Defeating the Malaise
The good news in all this: There are plenty of things you can do to lift yourself out of your pandemic malaise.
“The most important thing is structure. When there’s no structure, the malaise can settle in,” says Muskin. Treat your workday the same as you would if you were going to a workplace: Wake up, shower, get dressed. Create a schedule for yourself right down to coffee and lunch breaks. “Even if you’ve lost your job, you can spend time enhancing your skills or learning new ones,” he says.
That structure should also include some kind of exercise. It doesn’t have to be much -- just go for a walk (wearing your mask and practicing social distancing, of course). “Research has shown that it has similar effects to antidepressants,” says Franco. “One of the real powers of exercise is that it activates your sympathetic nervous system, the part that’s activated when you’re energetic, engaged, awake, alert.”
This has proved true for Spiegel. “I bought myself a spin bike for my apartment since I can’t go to the gym,” she says. “Exercise always helps.” For Doctor, riding his bike to work has made a huge difference.
Find ways to connect with other people, especially if you live alone, Franco advises. “If you don’t have a preexisting network of friends, I suggest reconnecting with people from your past. We know from the research that reconnecting can supercharge a relationship, because you have more trust, sooner,” she says. “So if there’s a friend from your past you’re missing, it’s a great time to reach out and say, ‘I was thinking about you.’”
Ying has found that strong relationships are key to maintaining her optimism. “Once a week, my best friend and I get online and play a game called Stardew Valley. We enjoy our time together, talk, and catch up.”
Meditative work -- deep breathing, yoga, anything that requires your full attention -- can also help, says Muskin. “Spend time every day doing nothing but that task, something that frees you from all this,” he says. For him, meditative work comes in several forms: He uses a deep-breathing app called Breathe2Relax, he’s learned origami, and he makes desserts called halva and marzipan. “When I make marzipan, there’s a moment where the almond flour and sugar becomes a ball. I watch it go around, watching just to experience it happen,” he says.
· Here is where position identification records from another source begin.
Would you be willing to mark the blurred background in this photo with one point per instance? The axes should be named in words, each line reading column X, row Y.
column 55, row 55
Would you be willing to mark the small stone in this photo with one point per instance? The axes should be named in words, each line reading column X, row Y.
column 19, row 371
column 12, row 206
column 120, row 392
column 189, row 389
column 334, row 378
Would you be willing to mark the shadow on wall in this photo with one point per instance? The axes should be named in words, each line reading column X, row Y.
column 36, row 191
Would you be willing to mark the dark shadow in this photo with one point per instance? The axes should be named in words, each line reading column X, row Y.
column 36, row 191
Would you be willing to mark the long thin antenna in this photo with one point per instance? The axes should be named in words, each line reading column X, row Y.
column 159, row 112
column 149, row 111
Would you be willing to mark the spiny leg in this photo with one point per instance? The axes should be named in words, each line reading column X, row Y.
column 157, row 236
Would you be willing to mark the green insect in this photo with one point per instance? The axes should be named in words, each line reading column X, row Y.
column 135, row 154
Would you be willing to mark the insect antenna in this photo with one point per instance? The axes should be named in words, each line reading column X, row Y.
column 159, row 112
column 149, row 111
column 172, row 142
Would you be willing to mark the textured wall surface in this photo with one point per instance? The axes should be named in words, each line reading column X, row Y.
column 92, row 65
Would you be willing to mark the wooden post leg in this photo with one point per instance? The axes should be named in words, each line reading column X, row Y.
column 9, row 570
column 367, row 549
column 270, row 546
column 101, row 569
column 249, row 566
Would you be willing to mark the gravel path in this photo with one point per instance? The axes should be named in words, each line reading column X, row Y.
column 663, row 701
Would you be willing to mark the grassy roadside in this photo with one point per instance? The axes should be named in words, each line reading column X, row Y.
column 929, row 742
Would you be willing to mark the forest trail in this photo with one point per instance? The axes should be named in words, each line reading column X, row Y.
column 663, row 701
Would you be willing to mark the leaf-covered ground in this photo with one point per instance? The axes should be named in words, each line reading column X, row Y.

Another great way to lift your spirits: volunteering. Studies have shown that it lessens symptoms of depression, among other benefits. After the small food pantry at her church saw a surge in visitors due to the lockdown, Moncayo leapt into action. She now oversees it, coordinating donations, recruiting volunteers, and providing food for around 1,500 people each week. “Without the food pantry, I think I’d probably be in some state of depression,” she says. “It makes me nervous to think about, what if I didn’t have this outlet?”
When to Seek Help
For some people, malaise deepens into depression. It’s important to know how to recognize the symptoms.
“If you’re drinking at noon, you’re using alcohol as a drug. If you’re drunk every day or using a lot of edibles, that’s a sign of trouble,” says Muskin. “If you think ‘I hope I don’t wake up tomorrow,’ if your heart’s pounding in your chest and you’re panicking, if you’re being abused or abusing someone: Think, ‘This is a maladapted way to live, and I need help.’”
Franco, too, has hallmarks to watch for. “If your mood starts to affect your ability to get through daily tasks, you can’t focus, you can’t keep up with hygiene, you’re not exercising, you can’t get out of bed -- it’s time to get professional help.”
For Ying, who was in therapy before the pandemic, having someone to talk to has helped. “This pandemic has affected our mental health, and it’s OK to recognize how our mental health has changed,” she says. “Think about how big events like this can really affect us.”